Nachrichten

Ratgeber Recht

Diskriminierung: Vermieter muss 30.000 Euro Entschädigung zahlen ++ Eigentumswohnung: Vorkaufsrecht entfällt, wenn es um Angehörige geht ++ Nachforderung: Nebenkosten müssen trotz Insolvenz beglichen werden

Vermieter muss 30.000 Euro Entschädigung zahlen

Ein Berliner Vermieter ist vom Amtsgericht Tempelhof-Kreuzberg verurteilt worden, 30.000 Euro Entschädigung zu zahlen, weil er türkische Mieter in seinem Haus diskriminiert hat. Das meldet das ML Fachinstitut für die Immobilienwirtschaft. Die beiden Bewohner hatten geklagt, nachdem nur sie, nicht aber die deutschen Mieter im selben Haus, eine zweite Mieterhöhung erhalten hatten.
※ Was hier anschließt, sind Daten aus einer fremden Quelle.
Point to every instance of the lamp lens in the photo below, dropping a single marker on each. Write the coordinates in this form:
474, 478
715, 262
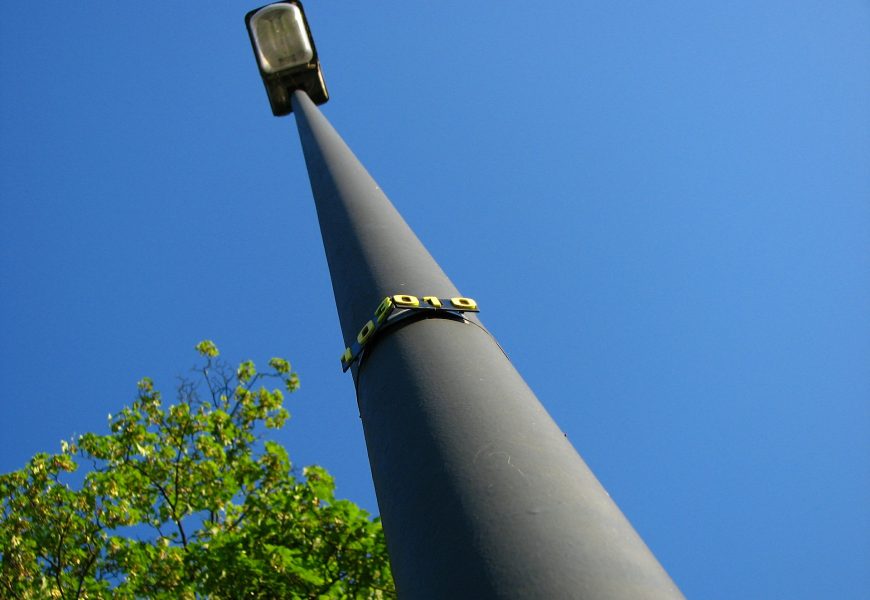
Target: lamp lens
280, 36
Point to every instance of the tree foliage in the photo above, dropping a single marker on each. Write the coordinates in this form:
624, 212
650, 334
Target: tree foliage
187, 501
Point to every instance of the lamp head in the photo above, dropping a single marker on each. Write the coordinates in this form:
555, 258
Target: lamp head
285, 54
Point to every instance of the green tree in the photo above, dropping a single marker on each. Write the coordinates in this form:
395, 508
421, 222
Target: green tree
188, 501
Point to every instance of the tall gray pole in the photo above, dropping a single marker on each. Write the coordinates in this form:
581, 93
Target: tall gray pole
480, 493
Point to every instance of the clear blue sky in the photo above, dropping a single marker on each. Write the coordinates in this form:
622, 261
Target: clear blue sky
663, 209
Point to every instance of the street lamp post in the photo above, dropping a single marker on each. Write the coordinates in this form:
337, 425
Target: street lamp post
481, 494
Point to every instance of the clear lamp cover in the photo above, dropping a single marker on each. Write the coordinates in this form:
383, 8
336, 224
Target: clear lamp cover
280, 37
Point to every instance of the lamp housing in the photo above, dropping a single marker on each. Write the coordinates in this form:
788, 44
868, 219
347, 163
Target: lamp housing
285, 54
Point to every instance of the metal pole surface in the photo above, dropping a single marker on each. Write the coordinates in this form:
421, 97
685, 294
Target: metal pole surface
481, 494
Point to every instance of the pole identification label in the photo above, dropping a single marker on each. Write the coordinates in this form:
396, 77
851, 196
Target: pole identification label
395, 308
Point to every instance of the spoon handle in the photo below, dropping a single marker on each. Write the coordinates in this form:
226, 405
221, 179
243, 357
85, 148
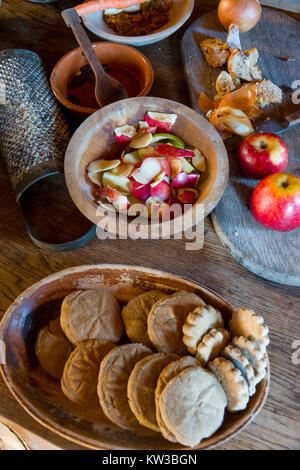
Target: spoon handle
73, 20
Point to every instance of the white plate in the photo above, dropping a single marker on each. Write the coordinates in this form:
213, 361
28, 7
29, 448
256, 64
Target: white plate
179, 13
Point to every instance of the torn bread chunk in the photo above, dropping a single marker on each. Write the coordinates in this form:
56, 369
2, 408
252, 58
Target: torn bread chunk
225, 83
243, 65
233, 38
268, 93
215, 51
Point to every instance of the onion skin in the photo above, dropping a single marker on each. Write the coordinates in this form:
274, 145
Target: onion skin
244, 13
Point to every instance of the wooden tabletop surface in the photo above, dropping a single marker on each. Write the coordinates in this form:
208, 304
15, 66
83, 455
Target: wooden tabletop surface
41, 29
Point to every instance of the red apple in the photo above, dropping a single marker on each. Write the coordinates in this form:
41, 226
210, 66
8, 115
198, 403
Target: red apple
263, 154
168, 150
139, 191
161, 191
275, 202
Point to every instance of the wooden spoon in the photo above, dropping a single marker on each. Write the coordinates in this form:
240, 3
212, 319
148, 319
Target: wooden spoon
107, 89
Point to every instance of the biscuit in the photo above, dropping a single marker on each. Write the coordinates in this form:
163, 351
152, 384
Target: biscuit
199, 322
114, 373
254, 354
166, 319
55, 328
80, 375
91, 314
233, 383
52, 351
212, 344
141, 387
241, 362
192, 405
170, 371
245, 322
135, 315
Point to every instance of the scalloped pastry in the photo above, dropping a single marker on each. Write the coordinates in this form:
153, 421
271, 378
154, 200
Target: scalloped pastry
233, 383
212, 344
245, 322
241, 362
198, 323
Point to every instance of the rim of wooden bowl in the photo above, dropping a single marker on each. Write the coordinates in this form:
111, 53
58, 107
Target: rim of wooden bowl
93, 274
164, 32
78, 151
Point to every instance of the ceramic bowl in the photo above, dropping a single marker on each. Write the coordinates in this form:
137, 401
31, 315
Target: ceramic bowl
41, 396
94, 139
126, 58
179, 14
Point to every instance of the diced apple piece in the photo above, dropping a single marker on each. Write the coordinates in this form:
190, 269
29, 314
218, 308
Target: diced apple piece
161, 177
162, 191
132, 157
120, 183
165, 165
118, 200
95, 178
173, 138
186, 166
139, 191
144, 127
198, 160
187, 195
124, 134
167, 150
156, 207
162, 121
176, 166
148, 170
124, 169
180, 181
102, 165
141, 141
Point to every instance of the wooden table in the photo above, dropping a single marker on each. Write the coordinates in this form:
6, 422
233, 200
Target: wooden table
41, 29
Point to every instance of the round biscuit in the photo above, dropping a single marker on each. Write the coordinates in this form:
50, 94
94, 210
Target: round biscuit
141, 387
91, 314
192, 405
114, 373
233, 383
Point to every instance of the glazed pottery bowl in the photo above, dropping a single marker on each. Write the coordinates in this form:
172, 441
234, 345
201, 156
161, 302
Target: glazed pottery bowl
121, 58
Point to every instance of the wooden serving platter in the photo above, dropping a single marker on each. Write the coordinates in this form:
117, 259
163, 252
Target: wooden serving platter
269, 254
41, 396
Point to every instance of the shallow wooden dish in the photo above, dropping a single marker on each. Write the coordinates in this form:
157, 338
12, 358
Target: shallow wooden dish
41, 395
94, 139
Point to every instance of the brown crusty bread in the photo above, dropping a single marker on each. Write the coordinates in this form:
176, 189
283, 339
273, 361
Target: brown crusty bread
215, 51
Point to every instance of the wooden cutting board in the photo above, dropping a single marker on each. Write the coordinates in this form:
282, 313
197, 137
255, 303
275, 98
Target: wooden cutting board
269, 254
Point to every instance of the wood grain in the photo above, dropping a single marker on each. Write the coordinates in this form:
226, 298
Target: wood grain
265, 252
41, 28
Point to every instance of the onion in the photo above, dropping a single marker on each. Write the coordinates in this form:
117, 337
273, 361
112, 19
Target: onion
244, 13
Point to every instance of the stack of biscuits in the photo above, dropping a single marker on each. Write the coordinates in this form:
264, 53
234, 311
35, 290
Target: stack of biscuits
176, 370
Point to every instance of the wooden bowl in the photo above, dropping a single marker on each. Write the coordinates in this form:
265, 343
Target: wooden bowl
41, 395
94, 139
179, 13
125, 58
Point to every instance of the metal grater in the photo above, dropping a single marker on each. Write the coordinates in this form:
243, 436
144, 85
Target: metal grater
33, 131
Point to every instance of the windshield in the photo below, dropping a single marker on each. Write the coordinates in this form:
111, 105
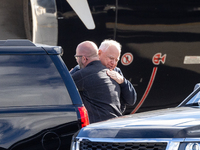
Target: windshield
195, 100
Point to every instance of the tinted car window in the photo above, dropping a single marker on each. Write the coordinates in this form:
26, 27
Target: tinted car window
30, 81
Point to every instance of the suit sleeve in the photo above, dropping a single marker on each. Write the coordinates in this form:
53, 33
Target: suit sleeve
76, 68
78, 79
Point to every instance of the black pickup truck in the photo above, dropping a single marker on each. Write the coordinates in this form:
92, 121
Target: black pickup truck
40, 107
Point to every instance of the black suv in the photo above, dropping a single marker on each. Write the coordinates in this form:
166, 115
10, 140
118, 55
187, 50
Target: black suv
40, 107
166, 129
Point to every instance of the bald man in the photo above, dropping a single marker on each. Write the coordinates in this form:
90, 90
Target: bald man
99, 92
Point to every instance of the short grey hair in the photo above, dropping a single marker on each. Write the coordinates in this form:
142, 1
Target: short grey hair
107, 43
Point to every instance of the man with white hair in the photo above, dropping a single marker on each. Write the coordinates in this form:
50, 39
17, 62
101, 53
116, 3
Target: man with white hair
109, 54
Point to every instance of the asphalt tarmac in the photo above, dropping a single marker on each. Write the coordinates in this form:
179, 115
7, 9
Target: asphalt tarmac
11, 20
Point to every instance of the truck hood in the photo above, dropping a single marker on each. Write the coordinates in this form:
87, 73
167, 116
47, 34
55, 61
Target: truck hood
166, 123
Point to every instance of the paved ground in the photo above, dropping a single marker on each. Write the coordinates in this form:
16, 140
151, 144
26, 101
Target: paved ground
11, 20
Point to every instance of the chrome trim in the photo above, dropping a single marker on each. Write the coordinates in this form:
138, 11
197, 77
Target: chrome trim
172, 143
82, 9
45, 24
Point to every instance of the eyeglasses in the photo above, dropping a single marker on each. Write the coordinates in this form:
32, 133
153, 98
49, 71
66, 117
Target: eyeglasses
76, 56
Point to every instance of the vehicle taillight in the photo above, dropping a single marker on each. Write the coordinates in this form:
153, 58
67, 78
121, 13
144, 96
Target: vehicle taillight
84, 116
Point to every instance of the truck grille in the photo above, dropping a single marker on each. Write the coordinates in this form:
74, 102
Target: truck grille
87, 145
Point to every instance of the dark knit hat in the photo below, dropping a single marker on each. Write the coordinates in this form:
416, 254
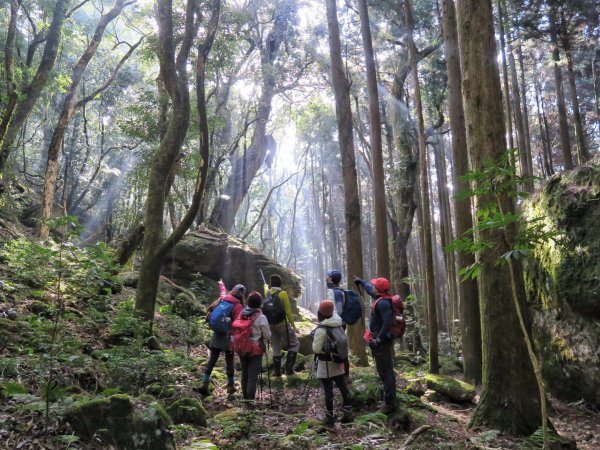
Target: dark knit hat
381, 285
254, 300
335, 275
275, 280
326, 308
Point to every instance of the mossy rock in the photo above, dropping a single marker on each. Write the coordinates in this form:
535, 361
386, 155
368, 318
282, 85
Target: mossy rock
14, 332
116, 421
562, 282
456, 390
188, 410
88, 416
415, 387
40, 308
185, 306
200, 444
158, 390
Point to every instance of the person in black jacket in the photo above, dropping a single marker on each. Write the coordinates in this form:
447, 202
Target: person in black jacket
381, 340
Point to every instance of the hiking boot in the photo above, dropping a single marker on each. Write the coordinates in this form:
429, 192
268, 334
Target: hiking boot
347, 415
203, 390
290, 361
388, 408
276, 366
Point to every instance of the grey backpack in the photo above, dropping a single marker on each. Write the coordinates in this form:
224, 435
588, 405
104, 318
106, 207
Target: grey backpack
335, 347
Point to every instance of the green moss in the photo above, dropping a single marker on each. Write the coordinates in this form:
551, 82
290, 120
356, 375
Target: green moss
188, 410
455, 389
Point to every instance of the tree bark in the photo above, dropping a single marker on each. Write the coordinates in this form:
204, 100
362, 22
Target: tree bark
432, 319
523, 161
341, 90
32, 92
381, 234
67, 113
508, 400
470, 323
246, 165
582, 151
565, 141
173, 69
511, 143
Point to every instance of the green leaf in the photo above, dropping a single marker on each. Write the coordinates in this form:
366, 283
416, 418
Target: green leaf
11, 388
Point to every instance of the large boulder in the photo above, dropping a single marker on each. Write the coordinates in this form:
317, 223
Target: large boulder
563, 284
218, 255
117, 421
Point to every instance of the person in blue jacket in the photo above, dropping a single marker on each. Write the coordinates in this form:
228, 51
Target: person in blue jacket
381, 341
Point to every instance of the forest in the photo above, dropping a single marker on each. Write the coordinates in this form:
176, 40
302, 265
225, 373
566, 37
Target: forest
159, 159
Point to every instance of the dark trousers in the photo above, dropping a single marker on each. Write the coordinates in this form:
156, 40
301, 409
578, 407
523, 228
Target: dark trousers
327, 383
214, 356
384, 362
251, 366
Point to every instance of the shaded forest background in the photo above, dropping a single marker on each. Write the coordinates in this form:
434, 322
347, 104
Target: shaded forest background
325, 135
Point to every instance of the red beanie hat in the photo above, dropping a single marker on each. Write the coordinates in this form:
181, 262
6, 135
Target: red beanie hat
381, 285
326, 308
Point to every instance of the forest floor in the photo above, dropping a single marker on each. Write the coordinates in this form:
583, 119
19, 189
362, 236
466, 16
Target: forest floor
287, 416
81, 346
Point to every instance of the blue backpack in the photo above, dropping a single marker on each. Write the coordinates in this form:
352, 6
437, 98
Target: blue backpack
353, 310
219, 319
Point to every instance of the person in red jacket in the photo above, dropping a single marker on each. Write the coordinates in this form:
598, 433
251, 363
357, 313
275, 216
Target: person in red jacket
221, 342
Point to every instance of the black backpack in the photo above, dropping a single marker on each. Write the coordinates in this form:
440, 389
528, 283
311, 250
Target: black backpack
335, 347
273, 309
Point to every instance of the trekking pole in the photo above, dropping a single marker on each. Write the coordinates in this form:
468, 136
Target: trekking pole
308, 379
269, 378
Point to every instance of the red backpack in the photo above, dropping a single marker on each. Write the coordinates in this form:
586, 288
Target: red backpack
398, 320
241, 332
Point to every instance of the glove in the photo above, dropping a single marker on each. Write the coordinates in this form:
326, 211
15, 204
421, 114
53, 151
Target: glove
374, 343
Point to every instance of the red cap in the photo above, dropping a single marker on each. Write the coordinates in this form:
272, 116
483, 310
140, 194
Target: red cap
381, 285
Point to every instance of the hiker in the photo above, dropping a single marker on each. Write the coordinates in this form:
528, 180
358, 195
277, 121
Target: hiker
220, 341
328, 338
334, 277
283, 329
251, 351
380, 339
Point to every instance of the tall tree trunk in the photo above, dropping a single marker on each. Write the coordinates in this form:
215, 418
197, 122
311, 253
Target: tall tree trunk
470, 322
246, 165
582, 151
446, 229
381, 234
173, 68
546, 150
526, 128
9, 70
67, 112
565, 141
516, 94
432, 319
341, 90
508, 400
511, 142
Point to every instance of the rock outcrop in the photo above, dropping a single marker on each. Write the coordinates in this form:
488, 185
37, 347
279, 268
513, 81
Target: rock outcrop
563, 284
217, 255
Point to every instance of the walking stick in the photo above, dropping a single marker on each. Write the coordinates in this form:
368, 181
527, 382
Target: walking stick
268, 378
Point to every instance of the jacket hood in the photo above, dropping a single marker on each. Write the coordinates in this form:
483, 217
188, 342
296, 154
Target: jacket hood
333, 321
247, 311
230, 298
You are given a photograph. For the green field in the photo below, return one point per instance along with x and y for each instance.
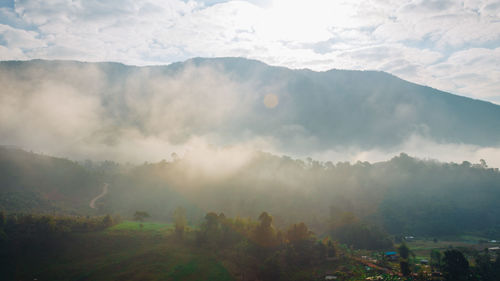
(146, 226)
(123, 252)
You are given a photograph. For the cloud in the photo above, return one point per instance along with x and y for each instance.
(321, 35)
(129, 114)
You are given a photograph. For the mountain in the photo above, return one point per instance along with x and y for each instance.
(110, 109)
(402, 195)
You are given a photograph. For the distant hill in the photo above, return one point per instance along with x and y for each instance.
(222, 99)
(31, 182)
(404, 195)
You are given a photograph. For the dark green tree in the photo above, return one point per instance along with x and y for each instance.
(140, 216)
(436, 257)
(180, 221)
(455, 266)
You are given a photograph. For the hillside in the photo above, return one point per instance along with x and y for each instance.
(404, 195)
(134, 113)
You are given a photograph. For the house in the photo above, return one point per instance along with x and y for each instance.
(391, 256)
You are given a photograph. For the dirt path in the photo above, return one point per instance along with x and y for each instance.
(104, 192)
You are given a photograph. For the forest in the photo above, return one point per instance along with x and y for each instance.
(46, 247)
(270, 218)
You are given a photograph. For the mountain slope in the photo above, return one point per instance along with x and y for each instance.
(109, 105)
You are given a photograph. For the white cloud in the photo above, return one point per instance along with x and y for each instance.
(414, 39)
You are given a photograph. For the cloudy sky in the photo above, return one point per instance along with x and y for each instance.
(450, 45)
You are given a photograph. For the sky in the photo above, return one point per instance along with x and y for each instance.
(450, 45)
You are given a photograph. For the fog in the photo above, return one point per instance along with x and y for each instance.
(217, 115)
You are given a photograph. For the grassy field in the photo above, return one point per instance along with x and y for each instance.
(123, 252)
(146, 226)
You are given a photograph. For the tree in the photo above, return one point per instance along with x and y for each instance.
(436, 259)
(405, 267)
(180, 221)
(404, 253)
(264, 232)
(140, 216)
(107, 221)
(455, 266)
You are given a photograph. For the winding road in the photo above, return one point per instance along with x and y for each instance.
(104, 192)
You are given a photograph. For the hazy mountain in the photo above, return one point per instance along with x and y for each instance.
(108, 110)
(403, 195)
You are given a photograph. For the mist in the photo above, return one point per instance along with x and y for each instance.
(221, 110)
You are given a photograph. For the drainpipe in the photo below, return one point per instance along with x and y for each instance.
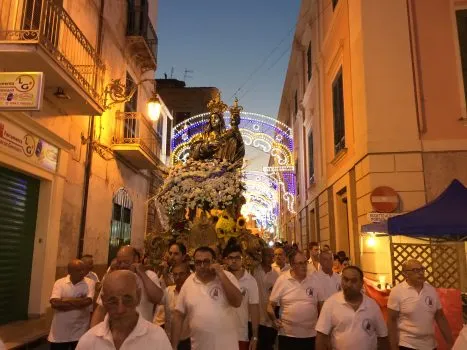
(89, 143)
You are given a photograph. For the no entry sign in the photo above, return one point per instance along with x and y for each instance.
(384, 199)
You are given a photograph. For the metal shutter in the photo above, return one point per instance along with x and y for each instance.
(18, 211)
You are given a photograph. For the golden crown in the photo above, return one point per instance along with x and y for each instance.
(235, 109)
(216, 105)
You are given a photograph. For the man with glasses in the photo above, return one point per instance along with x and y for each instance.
(208, 298)
(123, 327)
(250, 304)
(413, 305)
(295, 291)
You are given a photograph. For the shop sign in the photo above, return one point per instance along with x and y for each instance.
(24, 145)
(21, 91)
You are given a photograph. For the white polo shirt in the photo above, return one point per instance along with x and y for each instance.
(145, 336)
(299, 303)
(69, 326)
(280, 270)
(169, 303)
(145, 307)
(351, 329)
(249, 289)
(416, 314)
(328, 285)
(211, 318)
(265, 282)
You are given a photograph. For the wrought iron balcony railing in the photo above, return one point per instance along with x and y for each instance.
(45, 22)
(133, 129)
(139, 25)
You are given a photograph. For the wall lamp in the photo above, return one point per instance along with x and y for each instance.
(115, 92)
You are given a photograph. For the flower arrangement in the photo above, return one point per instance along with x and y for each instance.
(200, 184)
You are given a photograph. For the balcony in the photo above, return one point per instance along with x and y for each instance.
(141, 39)
(136, 140)
(40, 36)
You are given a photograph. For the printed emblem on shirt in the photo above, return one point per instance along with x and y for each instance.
(366, 326)
(215, 292)
(429, 301)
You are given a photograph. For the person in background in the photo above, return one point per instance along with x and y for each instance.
(313, 261)
(265, 276)
(151, 292)
(295, 291)
(250, 303)
(280, 263)
(207, 298)
(123, 327)
(413, 306)
(351, 320)
(71, 298)
(180, 273)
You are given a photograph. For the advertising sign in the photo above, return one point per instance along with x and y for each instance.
(24, 145)
(21, 91)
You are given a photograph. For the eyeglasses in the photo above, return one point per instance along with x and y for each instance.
(416, 270)
(203, 262)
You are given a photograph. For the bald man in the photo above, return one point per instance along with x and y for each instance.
(71, 299)
(151, 292)
(413, 306)
(123, 328)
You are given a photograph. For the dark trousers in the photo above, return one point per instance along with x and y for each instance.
(184, 344)
(63, 346)
(287, 343)
(266, 338)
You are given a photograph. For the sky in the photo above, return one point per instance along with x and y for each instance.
(229, 45)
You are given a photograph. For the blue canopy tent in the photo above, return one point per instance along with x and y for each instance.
(445, 217)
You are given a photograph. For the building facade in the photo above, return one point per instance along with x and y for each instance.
(373, 102)
(76, 174)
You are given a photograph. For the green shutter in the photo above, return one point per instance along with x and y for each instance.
(18, 212)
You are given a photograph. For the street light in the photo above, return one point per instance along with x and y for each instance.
(115, 93)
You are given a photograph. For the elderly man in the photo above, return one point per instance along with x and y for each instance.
(280, 263)
(249, 310)
(151, 292)
(265, 276)
(71, 299)
(413, 305)
(207, 298)
(123, 328)
(349, 319)
(295, 291)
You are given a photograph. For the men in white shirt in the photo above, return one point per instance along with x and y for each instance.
(329, 282)
(313, 262)
(250, 304)
(151, 292)
(280, 263)
(295, 291)
(123, 328)
(349, 319)
(70, 299)
(413, 306)
(265, 276)
(180, 273)
(208, 298)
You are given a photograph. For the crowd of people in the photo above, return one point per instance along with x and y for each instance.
(293, 300)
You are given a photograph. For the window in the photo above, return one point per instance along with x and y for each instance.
(311, 168)
(461, 17)
(120, 228)
(308, 61)
(338, 112)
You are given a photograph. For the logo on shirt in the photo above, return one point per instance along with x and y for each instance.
(366, 326)
(215, 292)
(429, 301)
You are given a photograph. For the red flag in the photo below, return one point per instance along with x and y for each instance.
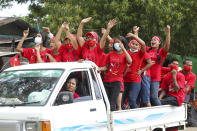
(14, 61)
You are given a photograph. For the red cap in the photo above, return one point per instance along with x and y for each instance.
(92, 35)
(74, 36)
(156, 37)
(133, 41)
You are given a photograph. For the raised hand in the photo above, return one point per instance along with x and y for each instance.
(121, 46)
(173, 72)
(111, 23)
(37, 47)
(139, 72)
(86, 20)
(103, 30)
(46, 29)
(26, 32)
(65, 26)
(130, 35)
(136, 28)
(168, 28)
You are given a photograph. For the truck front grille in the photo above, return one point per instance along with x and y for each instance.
(10, 126)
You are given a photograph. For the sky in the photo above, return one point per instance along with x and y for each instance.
(15, 10)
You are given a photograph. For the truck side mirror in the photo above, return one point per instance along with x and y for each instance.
(65, 97)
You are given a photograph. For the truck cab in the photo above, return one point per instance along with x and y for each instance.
(32, 98)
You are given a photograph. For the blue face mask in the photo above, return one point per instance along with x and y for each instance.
(117, 47)
(38, 40)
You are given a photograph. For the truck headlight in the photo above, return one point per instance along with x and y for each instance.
(31, 126)
(38, 126)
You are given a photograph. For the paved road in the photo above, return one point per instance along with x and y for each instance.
(191, 129)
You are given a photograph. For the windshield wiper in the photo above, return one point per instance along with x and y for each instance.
(19, 104)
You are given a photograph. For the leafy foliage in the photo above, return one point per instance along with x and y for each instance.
(151, 16)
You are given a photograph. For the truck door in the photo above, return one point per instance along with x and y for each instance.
(87, 111)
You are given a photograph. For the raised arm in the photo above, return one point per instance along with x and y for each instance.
(39, 59)
(148, 65)
(175, 84)
(20, 44)
(103, 30)
(51, 58)
(58, 36)
(80, 31)
(167, 42)
(128, 57)
(135, 30)
(70, 36)
(47, 30)
(142, 43)
(104, 37)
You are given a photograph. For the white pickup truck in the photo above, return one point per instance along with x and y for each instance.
(31, 100)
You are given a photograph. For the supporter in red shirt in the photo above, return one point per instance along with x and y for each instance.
(115, 66)
(70, 50)
(37, 54)
(55, 57)
(145, 83)
(71, 85)
(165, 70)
(132, 81)
(157, 56)
(91, 49)
(190, 78)
(173, 86)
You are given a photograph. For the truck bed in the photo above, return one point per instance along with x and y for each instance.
(149, 118)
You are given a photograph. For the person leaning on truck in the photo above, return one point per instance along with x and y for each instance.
(190, 78)
(39, 54)
(173, 86)
(71, 86)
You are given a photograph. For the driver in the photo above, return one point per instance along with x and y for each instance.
(71, 85)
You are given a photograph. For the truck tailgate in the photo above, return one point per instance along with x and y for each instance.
(149, 118)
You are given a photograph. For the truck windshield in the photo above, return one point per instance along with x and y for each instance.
(27, 87)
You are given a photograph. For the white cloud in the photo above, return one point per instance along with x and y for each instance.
(15, 10)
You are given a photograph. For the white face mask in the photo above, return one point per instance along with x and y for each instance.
(134, 51)
(117, 46)
(38, 40)
(50, 35)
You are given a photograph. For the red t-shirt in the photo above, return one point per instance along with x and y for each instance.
(67, 56)
(92, 55)
(31, 55)
(117, 64)
(75, 95)
(122, 86)
(167, 84)
(190, 80)
(102, 59)
(146, 57)
(164, 71)
(57, 57)
(155, 69)
(137, 59)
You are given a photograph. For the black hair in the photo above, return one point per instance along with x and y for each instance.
(184, 62)
(44, 38)
(72, 78)
(173, 59)
(123, 40)
(158, 56)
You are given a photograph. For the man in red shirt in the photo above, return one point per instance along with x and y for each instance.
(173, 86)
(37, 54)
(190, 78)
(71, 85)
(69, 51)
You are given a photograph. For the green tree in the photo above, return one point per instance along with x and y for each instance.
(151, 16)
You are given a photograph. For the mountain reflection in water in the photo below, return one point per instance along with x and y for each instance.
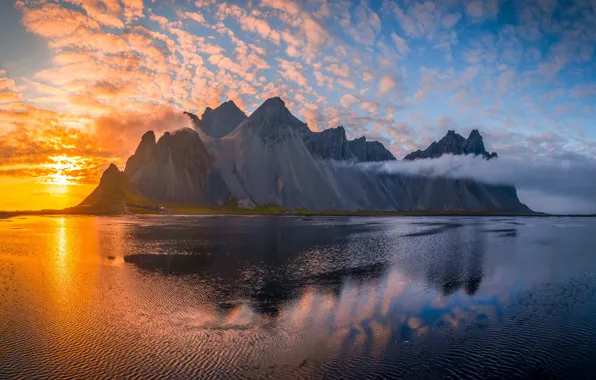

Deutschen Nachbarn war die Miete trotz vergleichbarer Wohnungsausstattung nicht zum zweiten Mal erhöht worden. Das Urteil ist noch nicht rechtskräftig (Az.: 25 C 357/14).

Vorkaufsrecht entfällt, wenn es um Angehörige geht

Mieter haben beim Verkauf ihrer Wohnung ein Vorkaufsrecht. Allerdings gibt es Ausnahmen: Wenn der Vermieter die Wohnung an einen Familienangehörigen oder einen Angehörigen des Haushalts verkaufen möchte, entfällt das Vorkaufsrecht. Darauf weist die Notarkammer Berlin hin. Das Recht kommt auch dann nicht zum Tragen, wenn die Immobilie in Form einer Schenkung weitergegeben wird. Wird ein Mieter erst gar nicht über den Verkauf informiert, muss der Immobilienbesitzer möglicherweise Schadenersatz zahlen, entschied der Bundesgerichtshof (Az.: VIII ZR 51/14).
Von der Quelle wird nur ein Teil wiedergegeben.